Even robots can program other robots.
The end goal of any venture thus described is, after all, the acquisition of income. Profit, while not a harmful concept in and of itself, rules all businesses to the point where both employees and bosses are no longer people. One group is turned into interchangeable parts; the other into a kind of deity whose decisions need never be questioned or challenged.
Anyone who believes that human interaction between these groups at the workplace is meant to engender an exchange of ideas, or anything resembling cooperation, has perhaps spent too long in a management position. Employees need only cooperate with the decrees they are given. Management need not cooperate with any wish or desire that any employee may have. It is all take and no give. There is no one to whom one may object. There is no authority toward which an appeal may be made. There are only higher levels of management.
Beyond that, there are governmental authorities who are often more likely to find in favor of the company rather than the individual- except in cases of egregious abuses (which do happen).
The fact that employees only gain concessions by threatening to shut the company down by striking ought to say something about just how the world’s companies are run today, and have always been run. The company’s goals matter; the employee’s goals do not signify for anything. The manager’s orders must always be obeyed; the employee’s observations need not be taken into consideration at any point. Even if such practices drive a company into the ground, there is no way to change it with a capitalist business. Employees may be driven out of the work, their retirement plans voided, their livelihoods ruined, and still there is nothing to be done.

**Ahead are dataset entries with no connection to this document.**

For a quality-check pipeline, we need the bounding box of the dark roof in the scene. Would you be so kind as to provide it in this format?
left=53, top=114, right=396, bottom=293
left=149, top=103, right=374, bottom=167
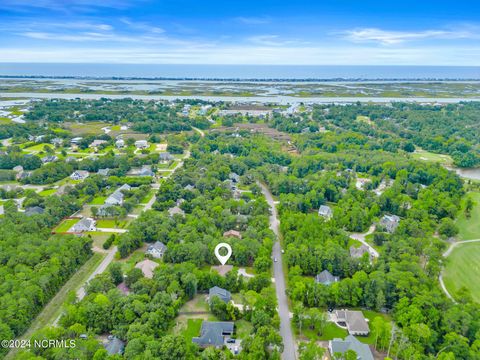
left=315, top=270, right=339, bottom=285
left=209, top=286, right=231, bottom=303
left=192, top=321, right=234, bottom=347
left=147, top=241, right=167, bottom=253
left=330, top=335, right=373, bottom=360
left=25, top=206, right=44, bottom=216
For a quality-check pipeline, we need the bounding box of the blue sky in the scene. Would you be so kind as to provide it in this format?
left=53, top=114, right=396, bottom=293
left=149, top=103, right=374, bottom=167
left=0, top=0, right=479, bottom=65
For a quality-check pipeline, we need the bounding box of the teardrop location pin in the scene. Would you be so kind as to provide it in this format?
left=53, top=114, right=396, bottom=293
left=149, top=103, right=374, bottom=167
left=214, top=243, right=232, bottom=265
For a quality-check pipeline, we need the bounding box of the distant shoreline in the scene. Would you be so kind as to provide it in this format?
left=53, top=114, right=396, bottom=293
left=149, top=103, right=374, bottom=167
left=2, top=75, right=480, bottom=82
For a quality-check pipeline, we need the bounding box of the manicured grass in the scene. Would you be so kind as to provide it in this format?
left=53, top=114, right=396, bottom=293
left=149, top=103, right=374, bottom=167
left=412, top=149, right=453, bottom=165
left=23, top=143, right=54, bottom=152
left=17, top=253, right=104, bottom=341
left=456, top=192, right=480, bottom=240
left=90, top=196, right=106, bottom=205
left=96, top=219, right=127, bottom=228
left=140, top=190, right=155, bottom=204
left=0, top=117, right=11, bottom=124
left=358, top=310, right=391, bottom=345
left=182, top=319, right=203, bottom=342
left=444, top=242, right=480, bottom=303
left=179, top=294, right=208, bottom=313
left=295, top=321, right=348, bottom=341
left=54, top=218, right=78, bottom=233
left=39, top=188, right=57, bottom=197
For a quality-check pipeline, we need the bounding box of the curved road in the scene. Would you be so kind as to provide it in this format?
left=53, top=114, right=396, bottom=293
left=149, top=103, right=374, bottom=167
left=258, top=182, right=296, bottom=360
left=439, top=238, right=480, bottom=302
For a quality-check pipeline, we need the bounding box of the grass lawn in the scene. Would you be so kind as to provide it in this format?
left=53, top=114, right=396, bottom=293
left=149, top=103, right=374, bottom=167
left=444, top=242, right=480, bottom=303
left=181, top=319, right=202, bottom=343
left=412, top=149, right=453, bottom=165
left=0, top=117, right=11, bottom=124
left=456, top=192, right=480, bottom=240
left=39, top=188, right=57, bottom=197
left=23, top=143, right=54, bottom=152
left=54, top=218, right=79, bottom=233
left=359, top=310, right=391, bottom=345
left=235, top=319, right=253, bottom=339
left=179, top=294, right=209, bottom=313
left=90, top=196, right=106, bottom=205
left=140, top=190, right=155, bottom=204
left=96, top=219, right=127, bottom=228
left=294, top=321, right=348, bottom=341
left=17, top=253, right=104, bottom=342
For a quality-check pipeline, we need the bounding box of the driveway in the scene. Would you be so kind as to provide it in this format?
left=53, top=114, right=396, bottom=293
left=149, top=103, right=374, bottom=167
left=258, top=182, right=296, bottom=360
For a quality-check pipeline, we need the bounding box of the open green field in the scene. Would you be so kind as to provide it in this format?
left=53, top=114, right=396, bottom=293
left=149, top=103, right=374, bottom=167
left=456, top=192, right=480, bottom=240
left=96, top=219, right=128, bottom=228
left=23, top=143, right=54, bottom=152
left=412, top=149, right=453, bottom=165
left=0, top=117, right=11, bottom=124
left=444, top=242, right=480, bottom=303
left=39, top=188, right=57, bottom=197
left=90, top=196, right=106, bottom=205
left=53, top=218, right=78, bottom=232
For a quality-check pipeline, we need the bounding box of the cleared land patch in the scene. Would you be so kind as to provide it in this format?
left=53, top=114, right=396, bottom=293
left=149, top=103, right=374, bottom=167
left=456, top=192, right=480, bottom=240
left=443, top=242, right=480, bottom=302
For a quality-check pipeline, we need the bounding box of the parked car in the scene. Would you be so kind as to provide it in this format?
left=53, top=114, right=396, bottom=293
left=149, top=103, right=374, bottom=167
left=226, top=338, right=236, bottom=344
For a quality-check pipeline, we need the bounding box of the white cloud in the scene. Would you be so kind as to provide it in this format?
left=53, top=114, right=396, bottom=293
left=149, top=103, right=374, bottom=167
left=235, top=17, right=270, bottom=25
left=247, top=35, right=296, bottom=46
left=342, top=27, right=477, bottom=45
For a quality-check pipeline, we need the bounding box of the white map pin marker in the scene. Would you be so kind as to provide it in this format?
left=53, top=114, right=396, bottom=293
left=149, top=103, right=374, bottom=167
left=214, top=243, right=232, bottom=265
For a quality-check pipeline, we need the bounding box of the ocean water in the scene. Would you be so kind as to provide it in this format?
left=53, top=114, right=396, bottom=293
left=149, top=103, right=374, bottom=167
left=0, top=63, right=480, bottom=80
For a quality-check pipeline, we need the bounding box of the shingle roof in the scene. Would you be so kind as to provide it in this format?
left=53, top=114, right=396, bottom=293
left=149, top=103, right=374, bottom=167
left=315, top=270, right=339, bottom=285
left=330, top=335, right=373, bottom=360
left=192, top=321, right=234, bottom=347
left=104, top=338, right=125, bottom=355
left=25, top=206, right=44, bottom=216
left=209, top=286, right=231, bottom=303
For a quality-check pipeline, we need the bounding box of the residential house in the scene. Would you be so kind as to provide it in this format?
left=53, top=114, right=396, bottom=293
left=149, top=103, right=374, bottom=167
left=70, top=170, right=89, bottom=180
left=115, top=139, right=125, bottom=148
left=168, top=206, right=185, bottom=217
left=41, top=155, right=58, bottom=163
left=105, top=184, right=131, bottom=206
left=104, top=337, right=125, bottom=356
left=135, top=259, right=159, bottom=279
left=25, top=206, right=45, bottom=216
left=184, top=184, right=195, bottom=191
left=69, top=218, right=96, bottom=233
left=229, top=172, right=240, bottom=183
left=135, top=140, right=149, bottom=149
left=90, top=139, right=108, bottom=149
left=223, top=230, right=242, bottom=239
left=379, top=214, right=400, bottom=233
left=159, top=152, right=174, bottom=162
left=51, top=138, right=63, bottom=147
left=334, top=310, right=370, bottom=336
left=16, top=170, right=32, bottom=181
left=350, top=245, right=372, bottom=259
left=71, top=137, right=83, bottom=145
left=315, top=270, right=340, bottom=285
left=97, top=168, right=110, bottom=176
left=146, top=241, right=167, bottom=259
left=355, top=178, right=371, bottom=190
left=208, top=286, right=232, bottom=304
left=12, top=165, right=23, bottom=173
left=138, top=166, right=155, bottom=177
left=318, top=205, right=333, bottom=219
left=192, top=321, right=234, bottom=349
left=65, top=156, right=77, bottom=163
left=329, top=335, right=374, bottom=360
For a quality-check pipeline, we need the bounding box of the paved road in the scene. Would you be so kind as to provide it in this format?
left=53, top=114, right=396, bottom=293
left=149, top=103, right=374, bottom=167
left=439, top=238, right=480, bottom=302
left=349, top=225, right=380, bottom=258
left=258, top=182, right=296, bottom=360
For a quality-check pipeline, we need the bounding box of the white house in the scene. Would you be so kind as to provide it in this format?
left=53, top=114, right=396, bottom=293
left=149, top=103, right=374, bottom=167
left=70, top=218, right=96, bottom=232
left=70, top=170, right=89, bottom=180
left=135, top=140, right=149, bottom=149
left=115, top=139, right=125, bottom=148
left=146, top=241, right=167, bottom=259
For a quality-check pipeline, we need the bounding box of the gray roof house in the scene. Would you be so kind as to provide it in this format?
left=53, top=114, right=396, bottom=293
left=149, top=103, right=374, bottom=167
left=97, top=168, right=110, bottom=176
left=41, top=155, right=58, bottom=163
left=229, top=172, right=240, bottom=183
left=334, top=310, right=370, bottom=336
left=192, top=321, right=234, bottom=348
left=315, top=270, right=340, bottom=285
left=168, top=206, right=185, bottom=217
left=318, top=205, right=333, bottom=219
left=146, top=241, right=167, bottom=259
left=159, top=152, right=174, bottom=162
left=25, top=206, right=45, bottom=216
left=350, top=245, right=372, bottom=259
left=329, top=335, right=374, bottom=360
left=135, top=140, right=149, bottom=149
left=379, top=214, right=401, bottom=233
left=104, top=337, right=125, bottom=355
left=70, top=170, right=89, bottom=180
left=105, top=184, right=131, bottom=206
left=209, top=286, right=232, bottom=304
left=69, top=218, right=96, bottom=233
left=138, top=166, right=155, bottom=177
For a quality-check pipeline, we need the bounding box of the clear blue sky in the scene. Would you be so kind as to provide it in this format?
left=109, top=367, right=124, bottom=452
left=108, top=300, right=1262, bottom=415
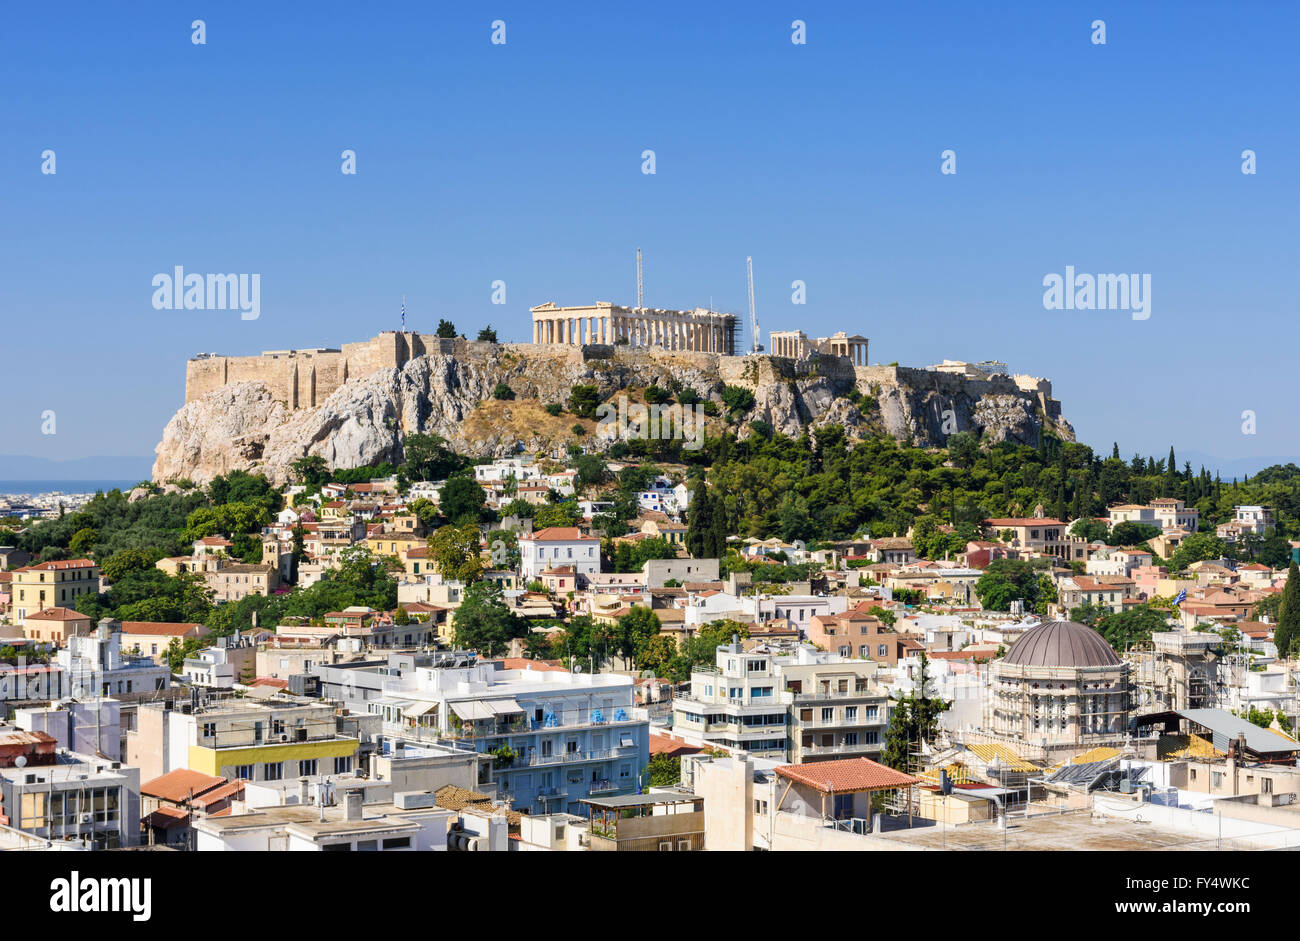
left=2, top=1, right=1296, bottom=472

There is no way to describe a non-empathetic, one-sided system like this as being a cooperative venture. In truth, neither group of people cannot make money without the other. Employees rely on company leaders to make good decisions to keep the business open and profitable. Company leaders rely on employees to meet production or service goals so that a profit may be derived. Remove either of the people from the equation, and the company ceases to function. Yet, in almost every capitalist venture everywhere in the world, the one group is viewed as being far more important than the other.
Nothing more than individual hubris drives this view forward, even when plain facts repeatedly suggest otherwise. It is as if the world’s managers prefer to stomp on anyone worker in their company, however that money, rather than blood, will come out. Only an almost-complete monopoly on all the world’s business allows capitalists to operate in such a manner; it is almost certainly true that if anyone could make just as much money, perhaps even a little less, working at a cooperative business where everyone’s opinion counted equally, they would do so.
There is a very good reason why some people choose to become South American goat farmers, after all.